In a bid to jump-start such activity in San Diego, Connect organized a "Clean Tech Venture Roundtable" on April 26 to introduce six green startups to the venture-capital community. The nonprofit organization is dedicated to promoting high-tech innovation and helping local entrepreneurs.

Among the local startups selected for the forum was Hadronex, an Escondido, Calif., company that has developed a simple sensor that monitors wastewater flow in a sewer-system manhole.

While most entrepreneurs look forward to "liquidity events," the term conjures a different and forbidding meaning for Hadronex co-founders Gregory Quist and David Drake.

Quist and Drake worked together for years on the San Diego County Water Authority board of directors.
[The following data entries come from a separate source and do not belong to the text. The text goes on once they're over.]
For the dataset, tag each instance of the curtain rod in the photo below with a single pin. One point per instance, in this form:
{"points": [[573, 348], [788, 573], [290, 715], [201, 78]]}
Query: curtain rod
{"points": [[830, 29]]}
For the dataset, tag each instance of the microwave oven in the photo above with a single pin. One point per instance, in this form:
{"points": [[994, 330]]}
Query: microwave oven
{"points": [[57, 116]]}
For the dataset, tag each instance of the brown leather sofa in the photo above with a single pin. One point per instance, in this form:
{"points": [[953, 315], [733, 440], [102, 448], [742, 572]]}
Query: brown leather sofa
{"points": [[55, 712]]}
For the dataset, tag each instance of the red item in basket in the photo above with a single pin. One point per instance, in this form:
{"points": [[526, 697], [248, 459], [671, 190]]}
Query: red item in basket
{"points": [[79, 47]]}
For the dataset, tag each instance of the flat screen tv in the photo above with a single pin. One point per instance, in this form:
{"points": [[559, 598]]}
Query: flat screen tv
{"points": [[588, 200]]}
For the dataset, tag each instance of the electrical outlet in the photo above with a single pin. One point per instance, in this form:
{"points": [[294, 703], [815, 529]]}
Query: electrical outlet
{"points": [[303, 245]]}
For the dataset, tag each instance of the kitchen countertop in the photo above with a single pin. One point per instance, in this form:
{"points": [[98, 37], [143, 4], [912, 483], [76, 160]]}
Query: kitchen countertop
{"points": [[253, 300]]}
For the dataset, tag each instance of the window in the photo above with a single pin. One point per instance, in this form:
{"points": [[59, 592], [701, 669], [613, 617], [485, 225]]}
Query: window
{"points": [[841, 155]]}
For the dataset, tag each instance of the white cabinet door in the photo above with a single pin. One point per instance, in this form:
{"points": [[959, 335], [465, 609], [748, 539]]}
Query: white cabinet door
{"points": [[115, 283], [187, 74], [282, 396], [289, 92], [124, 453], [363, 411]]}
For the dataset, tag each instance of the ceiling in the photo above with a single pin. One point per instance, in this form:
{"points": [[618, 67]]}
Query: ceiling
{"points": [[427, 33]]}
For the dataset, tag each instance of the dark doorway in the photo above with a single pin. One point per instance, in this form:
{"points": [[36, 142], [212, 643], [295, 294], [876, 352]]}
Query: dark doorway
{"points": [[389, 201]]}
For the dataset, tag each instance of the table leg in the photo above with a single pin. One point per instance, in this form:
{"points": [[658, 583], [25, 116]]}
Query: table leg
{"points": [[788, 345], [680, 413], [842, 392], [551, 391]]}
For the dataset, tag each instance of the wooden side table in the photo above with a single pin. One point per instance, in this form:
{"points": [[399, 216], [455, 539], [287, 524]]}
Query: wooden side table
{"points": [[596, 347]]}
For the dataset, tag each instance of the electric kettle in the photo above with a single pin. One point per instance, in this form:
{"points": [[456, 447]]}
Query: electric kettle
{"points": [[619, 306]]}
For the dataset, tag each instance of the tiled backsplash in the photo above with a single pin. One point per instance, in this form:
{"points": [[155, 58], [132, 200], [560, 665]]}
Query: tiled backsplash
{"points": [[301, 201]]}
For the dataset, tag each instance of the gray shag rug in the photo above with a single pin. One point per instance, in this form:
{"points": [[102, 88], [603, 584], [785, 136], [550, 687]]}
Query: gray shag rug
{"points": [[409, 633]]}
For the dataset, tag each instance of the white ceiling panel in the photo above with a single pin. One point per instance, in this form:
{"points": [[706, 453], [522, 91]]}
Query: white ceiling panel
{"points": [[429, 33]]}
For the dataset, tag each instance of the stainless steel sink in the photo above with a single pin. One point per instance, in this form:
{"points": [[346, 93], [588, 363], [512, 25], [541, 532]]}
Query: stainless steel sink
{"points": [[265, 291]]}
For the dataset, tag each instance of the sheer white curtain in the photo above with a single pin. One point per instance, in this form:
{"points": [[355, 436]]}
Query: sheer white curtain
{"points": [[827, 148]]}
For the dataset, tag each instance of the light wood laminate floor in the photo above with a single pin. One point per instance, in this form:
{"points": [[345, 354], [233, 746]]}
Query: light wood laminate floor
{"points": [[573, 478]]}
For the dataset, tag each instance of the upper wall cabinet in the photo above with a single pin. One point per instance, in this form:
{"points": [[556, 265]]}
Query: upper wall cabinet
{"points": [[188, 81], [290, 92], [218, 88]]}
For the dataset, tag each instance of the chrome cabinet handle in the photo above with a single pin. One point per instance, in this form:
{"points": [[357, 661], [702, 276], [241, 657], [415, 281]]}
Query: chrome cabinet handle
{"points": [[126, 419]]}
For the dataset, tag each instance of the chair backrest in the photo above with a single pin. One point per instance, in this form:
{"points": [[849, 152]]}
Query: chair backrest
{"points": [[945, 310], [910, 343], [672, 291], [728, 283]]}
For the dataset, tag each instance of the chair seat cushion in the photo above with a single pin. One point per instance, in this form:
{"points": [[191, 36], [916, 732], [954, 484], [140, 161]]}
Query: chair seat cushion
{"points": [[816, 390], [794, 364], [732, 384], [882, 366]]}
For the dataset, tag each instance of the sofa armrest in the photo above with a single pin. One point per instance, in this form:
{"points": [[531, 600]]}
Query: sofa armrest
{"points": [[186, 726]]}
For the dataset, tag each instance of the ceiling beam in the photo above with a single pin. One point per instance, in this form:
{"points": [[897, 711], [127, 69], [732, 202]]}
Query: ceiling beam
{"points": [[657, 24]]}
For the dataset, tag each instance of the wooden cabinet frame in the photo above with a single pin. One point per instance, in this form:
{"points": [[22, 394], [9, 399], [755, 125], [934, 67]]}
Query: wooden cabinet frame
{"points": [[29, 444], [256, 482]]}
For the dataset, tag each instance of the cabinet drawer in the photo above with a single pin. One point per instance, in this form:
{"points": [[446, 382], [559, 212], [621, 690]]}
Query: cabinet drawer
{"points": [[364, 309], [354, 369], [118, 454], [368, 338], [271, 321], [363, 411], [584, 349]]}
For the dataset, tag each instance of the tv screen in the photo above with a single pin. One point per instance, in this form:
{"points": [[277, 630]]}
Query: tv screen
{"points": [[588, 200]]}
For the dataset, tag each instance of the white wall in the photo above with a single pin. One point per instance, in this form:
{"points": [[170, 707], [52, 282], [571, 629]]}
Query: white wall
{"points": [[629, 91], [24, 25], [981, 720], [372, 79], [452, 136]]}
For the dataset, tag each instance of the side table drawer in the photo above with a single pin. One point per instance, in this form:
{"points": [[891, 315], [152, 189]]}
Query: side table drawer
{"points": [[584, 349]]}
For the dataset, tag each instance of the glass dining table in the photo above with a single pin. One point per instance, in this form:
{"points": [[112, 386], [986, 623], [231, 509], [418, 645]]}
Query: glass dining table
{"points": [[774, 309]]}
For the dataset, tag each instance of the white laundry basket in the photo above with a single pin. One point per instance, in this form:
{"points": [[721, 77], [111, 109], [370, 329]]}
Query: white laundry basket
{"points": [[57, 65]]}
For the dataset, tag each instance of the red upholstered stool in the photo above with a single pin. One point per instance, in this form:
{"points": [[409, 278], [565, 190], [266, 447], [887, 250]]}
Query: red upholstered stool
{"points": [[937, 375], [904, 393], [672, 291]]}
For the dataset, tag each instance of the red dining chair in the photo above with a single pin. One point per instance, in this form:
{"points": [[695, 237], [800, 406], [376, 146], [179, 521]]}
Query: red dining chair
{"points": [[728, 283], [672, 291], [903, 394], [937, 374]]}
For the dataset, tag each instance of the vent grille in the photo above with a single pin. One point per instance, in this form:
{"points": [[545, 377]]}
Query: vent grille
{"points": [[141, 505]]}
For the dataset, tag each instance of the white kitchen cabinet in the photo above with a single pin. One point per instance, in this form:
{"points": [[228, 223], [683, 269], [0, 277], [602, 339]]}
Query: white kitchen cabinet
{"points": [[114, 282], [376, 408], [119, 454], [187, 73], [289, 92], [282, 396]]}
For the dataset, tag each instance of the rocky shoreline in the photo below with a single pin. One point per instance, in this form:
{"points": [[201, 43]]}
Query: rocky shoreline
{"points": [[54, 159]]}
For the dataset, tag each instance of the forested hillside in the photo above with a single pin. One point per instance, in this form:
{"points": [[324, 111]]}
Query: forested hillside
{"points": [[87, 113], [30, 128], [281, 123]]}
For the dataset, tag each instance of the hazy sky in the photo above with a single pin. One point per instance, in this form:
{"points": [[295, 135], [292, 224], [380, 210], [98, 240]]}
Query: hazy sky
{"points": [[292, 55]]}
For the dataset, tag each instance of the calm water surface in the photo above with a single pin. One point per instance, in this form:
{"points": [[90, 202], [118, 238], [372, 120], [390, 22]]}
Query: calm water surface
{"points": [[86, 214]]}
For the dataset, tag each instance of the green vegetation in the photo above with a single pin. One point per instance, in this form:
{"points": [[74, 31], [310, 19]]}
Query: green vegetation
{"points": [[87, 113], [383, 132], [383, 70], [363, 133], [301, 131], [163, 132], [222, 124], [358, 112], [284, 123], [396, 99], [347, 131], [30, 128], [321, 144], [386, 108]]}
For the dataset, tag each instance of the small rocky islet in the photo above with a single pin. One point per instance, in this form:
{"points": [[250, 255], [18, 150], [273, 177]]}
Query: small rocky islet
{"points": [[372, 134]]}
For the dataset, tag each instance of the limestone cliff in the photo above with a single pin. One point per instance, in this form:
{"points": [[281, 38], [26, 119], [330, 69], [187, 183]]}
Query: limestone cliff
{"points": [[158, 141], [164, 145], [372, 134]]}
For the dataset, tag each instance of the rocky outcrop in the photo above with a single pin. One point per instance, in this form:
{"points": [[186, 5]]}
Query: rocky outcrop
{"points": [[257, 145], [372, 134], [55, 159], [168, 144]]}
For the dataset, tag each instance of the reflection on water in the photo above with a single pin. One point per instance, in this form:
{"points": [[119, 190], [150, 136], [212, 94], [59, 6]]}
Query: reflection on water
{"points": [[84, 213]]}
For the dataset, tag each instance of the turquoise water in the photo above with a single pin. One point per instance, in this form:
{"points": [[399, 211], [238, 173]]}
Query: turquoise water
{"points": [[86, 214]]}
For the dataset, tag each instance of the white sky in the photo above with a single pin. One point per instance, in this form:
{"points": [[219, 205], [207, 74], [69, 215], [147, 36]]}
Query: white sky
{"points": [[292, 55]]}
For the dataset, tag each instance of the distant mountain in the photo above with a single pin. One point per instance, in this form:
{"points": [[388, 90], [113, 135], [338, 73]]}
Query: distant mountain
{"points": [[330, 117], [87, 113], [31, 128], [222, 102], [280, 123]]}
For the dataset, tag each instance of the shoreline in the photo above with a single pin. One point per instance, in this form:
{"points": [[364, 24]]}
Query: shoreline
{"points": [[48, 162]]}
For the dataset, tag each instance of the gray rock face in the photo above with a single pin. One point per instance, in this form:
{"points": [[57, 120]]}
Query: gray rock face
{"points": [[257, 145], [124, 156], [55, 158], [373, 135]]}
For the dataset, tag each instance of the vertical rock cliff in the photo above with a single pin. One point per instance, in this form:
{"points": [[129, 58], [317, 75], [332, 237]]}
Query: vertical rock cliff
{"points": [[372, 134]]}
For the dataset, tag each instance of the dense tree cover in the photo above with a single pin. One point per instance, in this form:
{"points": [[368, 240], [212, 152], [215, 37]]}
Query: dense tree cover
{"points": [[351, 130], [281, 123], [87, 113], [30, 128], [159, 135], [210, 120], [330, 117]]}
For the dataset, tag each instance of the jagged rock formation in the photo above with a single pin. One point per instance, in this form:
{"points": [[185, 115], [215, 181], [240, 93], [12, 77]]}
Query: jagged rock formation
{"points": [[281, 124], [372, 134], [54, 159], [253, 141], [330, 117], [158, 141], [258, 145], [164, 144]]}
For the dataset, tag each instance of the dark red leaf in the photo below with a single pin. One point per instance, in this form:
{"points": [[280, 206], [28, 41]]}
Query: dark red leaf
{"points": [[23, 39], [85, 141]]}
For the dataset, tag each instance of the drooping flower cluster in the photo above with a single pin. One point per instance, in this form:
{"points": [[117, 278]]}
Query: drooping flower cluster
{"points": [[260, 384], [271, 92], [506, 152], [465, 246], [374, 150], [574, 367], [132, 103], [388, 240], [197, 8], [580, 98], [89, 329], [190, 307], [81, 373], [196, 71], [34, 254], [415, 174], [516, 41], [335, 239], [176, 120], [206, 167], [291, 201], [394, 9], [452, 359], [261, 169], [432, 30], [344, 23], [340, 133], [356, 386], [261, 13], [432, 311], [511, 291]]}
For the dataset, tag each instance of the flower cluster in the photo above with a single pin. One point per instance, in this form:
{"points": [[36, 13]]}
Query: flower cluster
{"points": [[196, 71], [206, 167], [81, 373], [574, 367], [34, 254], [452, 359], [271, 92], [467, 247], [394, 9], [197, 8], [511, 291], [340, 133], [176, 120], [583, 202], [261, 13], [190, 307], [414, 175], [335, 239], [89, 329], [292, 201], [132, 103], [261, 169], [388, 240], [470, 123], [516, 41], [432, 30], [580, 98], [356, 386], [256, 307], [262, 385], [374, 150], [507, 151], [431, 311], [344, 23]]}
They say sewage spills rank as the biggest and most persistent worry for water-quality officials and environmentalists.

The backup from a simple blockage can pop a 300-pound manhole cover and overflow into streets, homes and creeks. A massive sewage spill in Manhattan Beach, Calif., in January 2006 closed miles of beaches and contributed to a $2.5 million fine imposed two months ago by the Los Angeles Regional Water Quality Control Board.

The device developed by Hadronex attaches to the bottom of a manhole cover and uses a wireless connection to transmit a warning to sanitation officials if the water level rises - or if the manhole cover is removed. The warning can be transmitted to cell phones, pagers and a customer's secure Web site, so sanitation district workers can investigate the backup and clear the blockage before it spills into the environment.

Another startup, Riverside Technologies, has developed an industrial process that uses high temperatures to decompose discarded tires and recover the steel, rubber, oils and a valuable carbon-black material. Gases produced during the process fuel the furnaces used to heat the tires, said Jim Kelly, Riverside's chief executive.

The company has proved its technology at a demonstration plant in Toledo, Ohio, and has been seeking venture capital to begin construction of a $36 million commercial plant in West Virginia, Kelly said. "I think we're fortunate in that we're ready to commercialize this technology at this time, when there is such a high awareness of this clean-technology phenomenon," he said.